Case Study - Hue
How Hue QAs shoppable widgets across 20+ merchants without rebuilding anything.

COMPANY
Hue is an American B2B SaaS company that powers shoppable UGC video experiences for e-commerce brands and retailers
INDUSTRY
E-Commerce, SaaS ($2.6M ARR)
COMPANY SIZE
1–10
FOUNDED
2021
80%

Reduction in manual
QA time spent per release each week.
20+

Merchant stores covered
from a single shared scenario.
1-2

Production releases
per week protected by automated regression.
The Problem
Alona was doing QA for 20 brands. With one spreadsheet and not enough hours.
Hue is a small company, fewer than ten people, that does something technically tricky. They embed shoppable UGC video widgets directly into the storefronts of beauty and fashion brands. When a shopper watches a creator's video on a brand's site and taps "Add to Cart," that's Hue's widget doing the work.
The problem is that every brand has its own theme, its own page layout, its own settings. A code change that fixes one merchant's widget can silently break another's. And Hue's customer count keeps growing.
Before Spur, keeping all of that working fell almost entirely to Alona. She maintained a core list of stores she checked before every release, and a rotating list she got to when time allowed, which meant some brands were skipped every week. For her core list alone, a careful check could take two hours. A thorough pass across everything could take close to a week.
"For up to 10 stores, it could take Alona two hours. If she needed to check everything carefully across all stores, she could spend almost a week. Now she can spend that time on something else."

That's the scaling trap. Every new brand Hue signed didn't just add a customer, it added to Alona's manual workload. And there was no ceiling on that.
The Solution
The insight wasn't "automate the tests." It was "write one test that works for everyone."
When Hue started working with Spur, Janvi and Alona didn't sit down and build 20 separate test suites. They asked a different question: what does every brand's widget actually need to do? The answer was the same regardless of merchant:
Find the widget. Play the UGC video. Click Add to Cart or Shop CTA. Confirm the cart and Klaviyo flows behave correctly.
That's one journey. And once you have one journey, you can run it on as many brands as you want, you just need a way to tell Spur which store, which page, which widget header to look for. That's what Spur's scenario tables do.

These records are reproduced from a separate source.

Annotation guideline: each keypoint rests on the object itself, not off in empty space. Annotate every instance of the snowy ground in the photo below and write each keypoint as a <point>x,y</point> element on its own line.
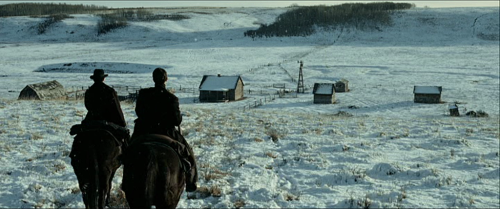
<point>387,152</point>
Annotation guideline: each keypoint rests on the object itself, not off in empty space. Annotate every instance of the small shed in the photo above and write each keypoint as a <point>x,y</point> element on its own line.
<point>43,91</point>
<point>341,85</point>
<point>324,93</point>
<point>427,94</point>
<point>218,88</point>
<point>454,110</point>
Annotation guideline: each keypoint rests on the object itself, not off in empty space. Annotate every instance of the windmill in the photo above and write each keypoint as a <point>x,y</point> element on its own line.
<point>300,83</point>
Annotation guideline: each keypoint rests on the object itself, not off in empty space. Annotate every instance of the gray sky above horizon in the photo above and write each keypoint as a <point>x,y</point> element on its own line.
<point>125,4</point>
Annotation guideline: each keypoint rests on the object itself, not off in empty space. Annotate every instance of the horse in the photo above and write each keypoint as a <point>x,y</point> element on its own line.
<point>152,173</point>
<point>95,159</point>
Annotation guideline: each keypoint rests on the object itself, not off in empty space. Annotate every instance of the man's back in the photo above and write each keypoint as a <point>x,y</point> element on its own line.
<point>102,103</point>
<point>157,105</point>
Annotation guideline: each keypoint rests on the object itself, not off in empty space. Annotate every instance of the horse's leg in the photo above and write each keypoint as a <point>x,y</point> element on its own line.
<point>110,186</point>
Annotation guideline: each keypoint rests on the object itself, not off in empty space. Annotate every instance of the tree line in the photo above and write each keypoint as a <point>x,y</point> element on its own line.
<point>300,21</point>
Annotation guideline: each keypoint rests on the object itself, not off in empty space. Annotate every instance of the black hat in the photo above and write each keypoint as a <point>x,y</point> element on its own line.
<point>98,74</point>
<point>160,75</point>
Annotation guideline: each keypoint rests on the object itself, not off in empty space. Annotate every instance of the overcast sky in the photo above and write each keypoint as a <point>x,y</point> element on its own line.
<point>261,3</point>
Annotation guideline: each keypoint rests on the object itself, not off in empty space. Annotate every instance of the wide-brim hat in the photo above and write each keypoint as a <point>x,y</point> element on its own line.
<point>98,74</point>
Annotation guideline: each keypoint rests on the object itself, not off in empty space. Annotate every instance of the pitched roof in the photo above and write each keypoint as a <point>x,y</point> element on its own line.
<point>324,88</point>
<point>218,83</point>
<point>427,89</point>
<point>343,80</point>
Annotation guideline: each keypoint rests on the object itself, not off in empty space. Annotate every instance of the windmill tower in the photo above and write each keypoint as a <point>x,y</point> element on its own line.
<point>300,83</point>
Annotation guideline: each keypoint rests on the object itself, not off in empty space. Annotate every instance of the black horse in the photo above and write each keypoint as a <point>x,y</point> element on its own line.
<point>152,173</point>
<point>95,159</point>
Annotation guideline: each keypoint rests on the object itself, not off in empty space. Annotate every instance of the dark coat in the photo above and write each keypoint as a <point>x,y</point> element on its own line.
<point>102,103</point>
<point>158,112</point>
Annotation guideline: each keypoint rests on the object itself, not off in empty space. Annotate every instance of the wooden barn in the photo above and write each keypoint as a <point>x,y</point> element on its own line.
<point>342,85</point>
<point>43,91</point>
<point>217,88</point>
<point>324,93</point>
<point>427,94</point>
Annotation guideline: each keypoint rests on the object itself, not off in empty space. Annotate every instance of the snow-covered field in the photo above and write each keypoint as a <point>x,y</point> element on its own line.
<point>387,152</point>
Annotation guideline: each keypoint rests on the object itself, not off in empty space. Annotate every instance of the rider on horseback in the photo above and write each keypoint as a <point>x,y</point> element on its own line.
<point>158,113</point>
<point>104,108</point>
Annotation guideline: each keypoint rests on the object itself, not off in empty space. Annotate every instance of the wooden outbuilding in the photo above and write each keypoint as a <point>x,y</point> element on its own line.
<point>324,93</point>
<point>427,94</point>
<point>43,91</point>
<point>217,88</point>
<point>342,85</point>
<point>454,110</point>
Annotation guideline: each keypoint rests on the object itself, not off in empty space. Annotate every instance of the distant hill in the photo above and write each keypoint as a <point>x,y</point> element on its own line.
<point>409,26</point>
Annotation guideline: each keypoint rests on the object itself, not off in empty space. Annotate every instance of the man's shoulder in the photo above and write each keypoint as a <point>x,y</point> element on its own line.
<point>146,90</point>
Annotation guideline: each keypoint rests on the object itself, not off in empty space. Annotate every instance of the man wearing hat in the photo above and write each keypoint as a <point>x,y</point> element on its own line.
<point>158,113</point>
<point>102,102</point>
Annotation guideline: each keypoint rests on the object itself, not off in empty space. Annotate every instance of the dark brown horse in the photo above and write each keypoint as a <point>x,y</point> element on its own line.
<point>152,173</point>
<point>95,159</point>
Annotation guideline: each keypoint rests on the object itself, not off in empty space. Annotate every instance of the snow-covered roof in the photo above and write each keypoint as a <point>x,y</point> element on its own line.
<point>343,80</point>
<point>323,88</point>
<point>218,83</point>
<point>427,90</point>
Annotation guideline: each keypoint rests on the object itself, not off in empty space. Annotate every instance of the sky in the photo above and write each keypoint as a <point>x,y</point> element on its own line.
<point>125,4</point>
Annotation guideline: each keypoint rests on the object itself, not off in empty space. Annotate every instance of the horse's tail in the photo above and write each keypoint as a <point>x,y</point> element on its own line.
<point>151,175</point>
<point>92,191</point>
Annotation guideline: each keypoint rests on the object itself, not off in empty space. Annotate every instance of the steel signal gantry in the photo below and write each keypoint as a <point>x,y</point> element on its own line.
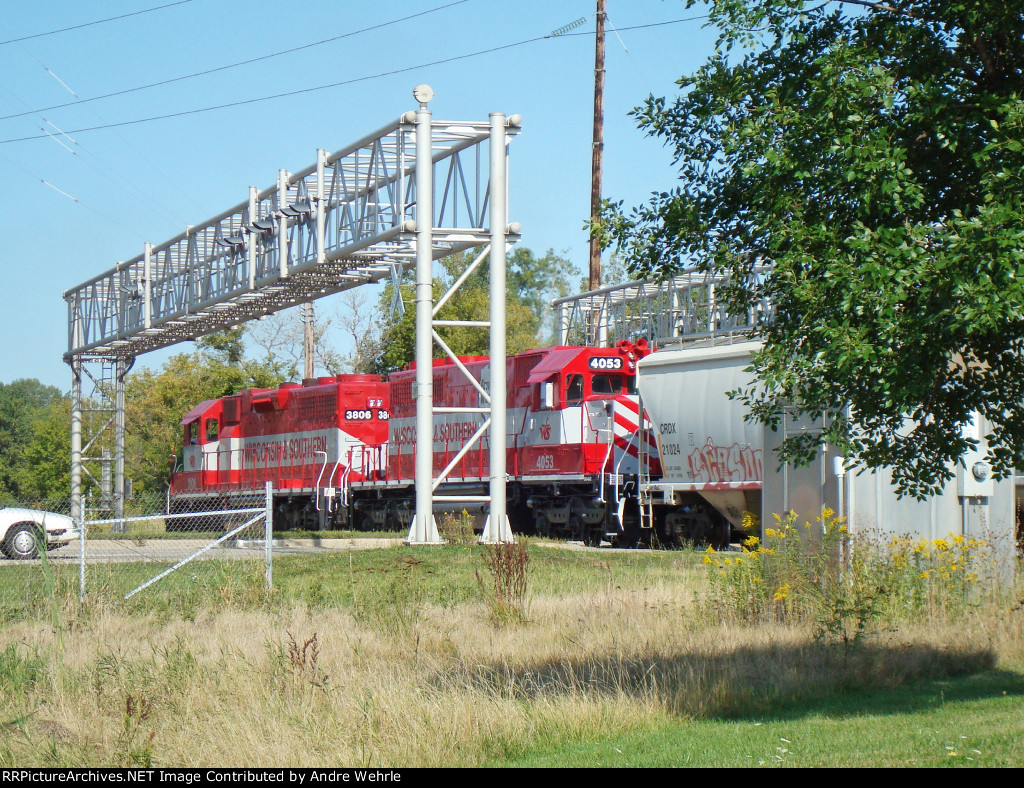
<point>411,192</point>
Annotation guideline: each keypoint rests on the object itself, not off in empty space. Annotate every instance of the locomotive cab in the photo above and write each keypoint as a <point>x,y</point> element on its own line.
<point>581,436</point>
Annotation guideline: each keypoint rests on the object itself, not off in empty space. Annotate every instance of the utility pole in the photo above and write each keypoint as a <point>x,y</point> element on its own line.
<point>595,178</point>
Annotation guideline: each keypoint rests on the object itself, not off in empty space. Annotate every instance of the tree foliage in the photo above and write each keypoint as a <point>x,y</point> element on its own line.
<point>873,154</point>
<point>157,400</point>
<point>27,411</point>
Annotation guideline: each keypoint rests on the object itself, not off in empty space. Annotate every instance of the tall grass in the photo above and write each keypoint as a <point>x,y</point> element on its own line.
<point>393,658</point>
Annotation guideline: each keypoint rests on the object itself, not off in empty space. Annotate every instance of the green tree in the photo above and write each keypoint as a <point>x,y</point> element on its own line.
<point>872,152</point>
<point>22,403</point>
<point>43,470</point>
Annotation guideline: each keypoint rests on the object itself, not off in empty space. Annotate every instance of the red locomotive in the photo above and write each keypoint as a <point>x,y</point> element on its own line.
<point>341,451</point>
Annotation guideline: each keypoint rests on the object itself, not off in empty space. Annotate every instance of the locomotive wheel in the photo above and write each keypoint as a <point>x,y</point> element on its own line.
<point>592,534</point>
<point>22,542</point>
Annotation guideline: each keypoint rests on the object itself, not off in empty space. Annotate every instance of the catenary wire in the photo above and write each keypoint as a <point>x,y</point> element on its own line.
<point>352,81</point>
<point>218,69</point>
<point>90,24</point>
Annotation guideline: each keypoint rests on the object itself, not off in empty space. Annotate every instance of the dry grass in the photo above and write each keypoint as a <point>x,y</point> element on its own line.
<point>310,688</point>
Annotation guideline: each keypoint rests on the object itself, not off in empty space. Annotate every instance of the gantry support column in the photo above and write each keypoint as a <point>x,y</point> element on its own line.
<point>120,373</point>
<point>424,527</point>
<point>497,528</point>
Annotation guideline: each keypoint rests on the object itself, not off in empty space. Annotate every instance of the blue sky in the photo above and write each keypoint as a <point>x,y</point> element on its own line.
<point>75,204</point>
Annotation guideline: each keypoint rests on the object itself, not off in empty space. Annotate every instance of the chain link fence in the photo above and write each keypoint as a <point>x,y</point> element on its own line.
<point>155,529</point>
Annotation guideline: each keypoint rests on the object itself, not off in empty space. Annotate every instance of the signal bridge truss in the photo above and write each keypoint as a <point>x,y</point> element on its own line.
<point>410,193</point>
<point>346,220</point>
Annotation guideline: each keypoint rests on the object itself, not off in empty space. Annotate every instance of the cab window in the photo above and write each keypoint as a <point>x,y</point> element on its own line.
<point>606,384</point>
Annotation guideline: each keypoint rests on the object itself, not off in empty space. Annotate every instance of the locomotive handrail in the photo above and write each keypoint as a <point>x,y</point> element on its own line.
<point>320,478</point>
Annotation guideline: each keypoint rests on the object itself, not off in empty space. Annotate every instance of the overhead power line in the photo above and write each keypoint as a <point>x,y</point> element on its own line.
<point>218,69</point>
<point>90,24</point>
<point>352,81</point>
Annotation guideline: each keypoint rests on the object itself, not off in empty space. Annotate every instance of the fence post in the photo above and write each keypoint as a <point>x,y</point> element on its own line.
<point>268,534</point>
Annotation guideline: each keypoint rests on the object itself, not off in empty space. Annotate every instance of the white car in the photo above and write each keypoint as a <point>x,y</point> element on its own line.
<point>22,529</point>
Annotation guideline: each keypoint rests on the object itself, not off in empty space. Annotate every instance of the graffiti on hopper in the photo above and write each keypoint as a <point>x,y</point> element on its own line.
<point>737,463</point>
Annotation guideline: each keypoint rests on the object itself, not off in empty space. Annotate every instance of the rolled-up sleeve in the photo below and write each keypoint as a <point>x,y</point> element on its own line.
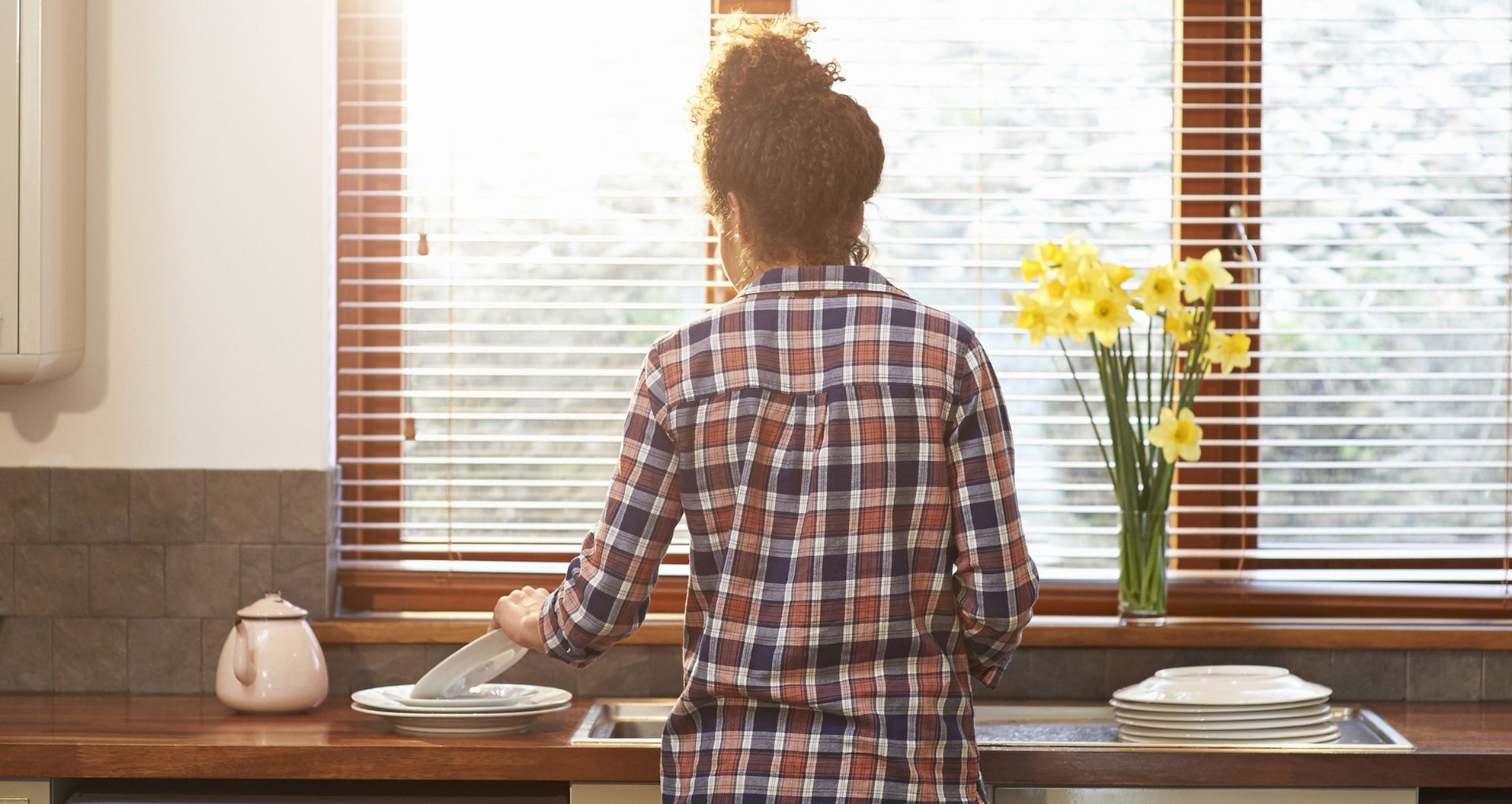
<point>607,590</point>
<point>995,579</point>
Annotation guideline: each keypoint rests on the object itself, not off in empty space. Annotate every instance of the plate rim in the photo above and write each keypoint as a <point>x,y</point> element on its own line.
<point>1228,736</point>
<point>1180,706</point>
<point>1225,726</point>
<point>1206,716</point>
<point>481,708</point>
<point>450,715</point>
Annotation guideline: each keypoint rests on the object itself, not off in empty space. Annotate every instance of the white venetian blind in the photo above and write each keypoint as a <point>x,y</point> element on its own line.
<point>548,229</point>
<point>521,221</point>
<point>1004,127</point>
<point>1381,296</point>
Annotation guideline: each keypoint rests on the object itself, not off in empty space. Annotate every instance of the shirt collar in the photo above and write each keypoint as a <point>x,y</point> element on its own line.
<point>820,277</point>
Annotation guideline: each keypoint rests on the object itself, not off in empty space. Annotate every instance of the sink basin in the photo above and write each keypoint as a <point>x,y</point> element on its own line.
<point>639,722</point>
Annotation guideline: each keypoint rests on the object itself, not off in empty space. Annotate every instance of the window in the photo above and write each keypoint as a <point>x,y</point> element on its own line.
<point>519,221</point>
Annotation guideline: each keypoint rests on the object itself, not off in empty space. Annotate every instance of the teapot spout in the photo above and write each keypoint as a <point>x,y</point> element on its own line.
<point>244,664</point>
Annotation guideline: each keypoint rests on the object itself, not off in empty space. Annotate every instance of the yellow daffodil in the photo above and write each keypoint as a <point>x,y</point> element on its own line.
<point>1203,275</point>
<point>1229,351</point>
<point>1049,255</point>
<point>1032,316</point>
<point>1160,290</point>
<point>1051,292</point>
<point>1183,325</point>
<point>1104,313</point>
<point>1177,436</point>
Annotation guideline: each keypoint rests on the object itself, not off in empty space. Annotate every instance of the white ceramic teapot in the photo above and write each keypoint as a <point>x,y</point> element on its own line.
<point>271,661</point>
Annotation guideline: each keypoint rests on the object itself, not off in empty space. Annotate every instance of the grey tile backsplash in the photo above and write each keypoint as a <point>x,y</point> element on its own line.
<point>127,581</point>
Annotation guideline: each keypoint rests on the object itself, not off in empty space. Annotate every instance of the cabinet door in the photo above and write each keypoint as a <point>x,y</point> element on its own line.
<point>9,175</point>
<point>594,793</point>
<point>24,793</point>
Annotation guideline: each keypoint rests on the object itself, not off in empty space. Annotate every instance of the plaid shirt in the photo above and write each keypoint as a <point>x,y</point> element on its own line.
<point>844,461</point>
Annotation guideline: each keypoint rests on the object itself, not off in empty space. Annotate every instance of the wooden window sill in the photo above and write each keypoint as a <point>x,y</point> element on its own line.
<point>1046,630</point>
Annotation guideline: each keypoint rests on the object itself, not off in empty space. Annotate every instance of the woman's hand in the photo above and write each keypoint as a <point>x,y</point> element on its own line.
<point>519,614</point>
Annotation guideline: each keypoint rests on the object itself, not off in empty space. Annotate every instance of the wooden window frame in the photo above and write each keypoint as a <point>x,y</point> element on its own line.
<point>1218,47</point>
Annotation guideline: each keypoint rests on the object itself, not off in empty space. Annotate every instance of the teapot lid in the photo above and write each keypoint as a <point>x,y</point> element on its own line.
<point>273,607</point>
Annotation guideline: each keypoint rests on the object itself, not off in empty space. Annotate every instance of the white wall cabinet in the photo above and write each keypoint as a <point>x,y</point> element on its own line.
<point>41,187</point>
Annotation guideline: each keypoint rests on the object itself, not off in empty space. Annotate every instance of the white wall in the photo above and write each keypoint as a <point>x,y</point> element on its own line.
<point>209,244</point>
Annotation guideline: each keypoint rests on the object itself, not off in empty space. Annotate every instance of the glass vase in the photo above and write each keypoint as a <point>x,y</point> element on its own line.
<point>1142,567</point>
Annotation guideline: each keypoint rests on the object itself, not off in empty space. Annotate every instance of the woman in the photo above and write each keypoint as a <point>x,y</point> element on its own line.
<point>843,456</point>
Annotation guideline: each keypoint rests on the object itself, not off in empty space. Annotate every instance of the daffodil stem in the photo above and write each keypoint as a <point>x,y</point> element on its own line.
<point>1086,407</point>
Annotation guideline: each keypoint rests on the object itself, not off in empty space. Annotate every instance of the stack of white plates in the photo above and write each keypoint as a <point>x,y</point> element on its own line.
<point>485,710</point>
<point>454,699</point>
<point>1225,705</point>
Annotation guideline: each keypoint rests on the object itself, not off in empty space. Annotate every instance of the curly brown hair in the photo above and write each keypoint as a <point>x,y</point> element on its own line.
<point>800,158</point>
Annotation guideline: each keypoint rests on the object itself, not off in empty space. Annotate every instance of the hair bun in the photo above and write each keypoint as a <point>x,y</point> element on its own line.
<point>765,66</point>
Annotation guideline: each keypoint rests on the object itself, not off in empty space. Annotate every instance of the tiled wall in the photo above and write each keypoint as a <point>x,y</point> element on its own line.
<point>127,581</point>
<point>123,581</point>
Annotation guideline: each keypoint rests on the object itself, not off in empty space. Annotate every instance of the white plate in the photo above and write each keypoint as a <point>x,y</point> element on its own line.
<point>1184,710</point>
<point>1168,741</point>
<point>531,699</point>
<point>459,722</point>
<point>476,662</point>
<point>1148,713</point>
<point>1246,735</point>
<point>1224,726</point>
<point>502,694</point>
<point>1222,685</point>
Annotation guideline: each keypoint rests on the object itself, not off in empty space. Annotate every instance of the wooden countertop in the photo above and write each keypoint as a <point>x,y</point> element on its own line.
<point>185,736</point>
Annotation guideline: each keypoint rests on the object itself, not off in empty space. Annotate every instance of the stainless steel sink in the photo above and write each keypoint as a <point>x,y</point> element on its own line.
<point>639,722</point>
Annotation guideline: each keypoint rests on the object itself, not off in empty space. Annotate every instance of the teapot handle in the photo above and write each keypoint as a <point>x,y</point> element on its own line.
<point>242,656</point>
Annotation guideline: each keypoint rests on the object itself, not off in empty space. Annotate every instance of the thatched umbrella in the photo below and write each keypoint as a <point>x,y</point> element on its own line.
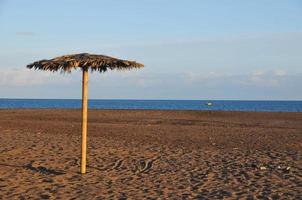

Hue defined the core flow once. The scenario table supplies everything that changes by brand, the store URL, the widget header, the device type, the page type. Spur reads each row and runs the same human-like sequence on the right store and device.
"We increased the number of tested stores and covered all our core functionality. Before, we could miss something."
[timeline]
DEFINE | One shared widget journey | Core interactions defined once in Spur — find the widget, play the video, add to cart, confirm the cart and Klaviyo flows behave correctly.
SCALE | New brand, one row in a table | When a merchant goes live, Alona adds the store name, widget header, and URL to the scenario table. No new suite, no new scripts.
RUN | Covered from the next test run | From that point on, Spur automatically includes the brand in every regression run — same flow, same confidence, zero extra effort.
[/timeline]
Adding a new brand now takes one row in a table.
Here's what Hue's onboarding process looks like today. When a new merchant signs up and the widget goes live, Alona opens the relevant scenario table and adds a single row: store name, widget header, URL. From the next test run, Spur automatically includes that brand, same core steps as every other store, no separate suite, no script maintenance.
If the merchant later adds the widget to a new page or adjusts the design, Alona usually just adds a URL or updates a header. The flow itself doesn't change.
"Before Spur, we relied on Alona to manually spot check our widgets store by store. We knew that was not going to scale as we added more brands."
The Results
Spur found the bugs Alona didn't have time to catch.
Once the scenario table was running across 20+ stores, Spur started surfacing issues that had been slipping through. Two in particular stand out.
First: stores where the Hue widget shipped without a working Add to Cart event. Shoppers watching a video on those storefronts couldn't add products directly from the widget, the whole point of Hue's product, and it would have stayed broken until a customer complained.
Second: stores where Klaviyo list IDs or app keys had changed without notice. The quiz email flows broke silently. Spur's results revealed the failures before anyone noticed they weren't working.
"We use Spur to confirm everything works as intended after production releases. The last few runs were stable with no issues, and that's really nice."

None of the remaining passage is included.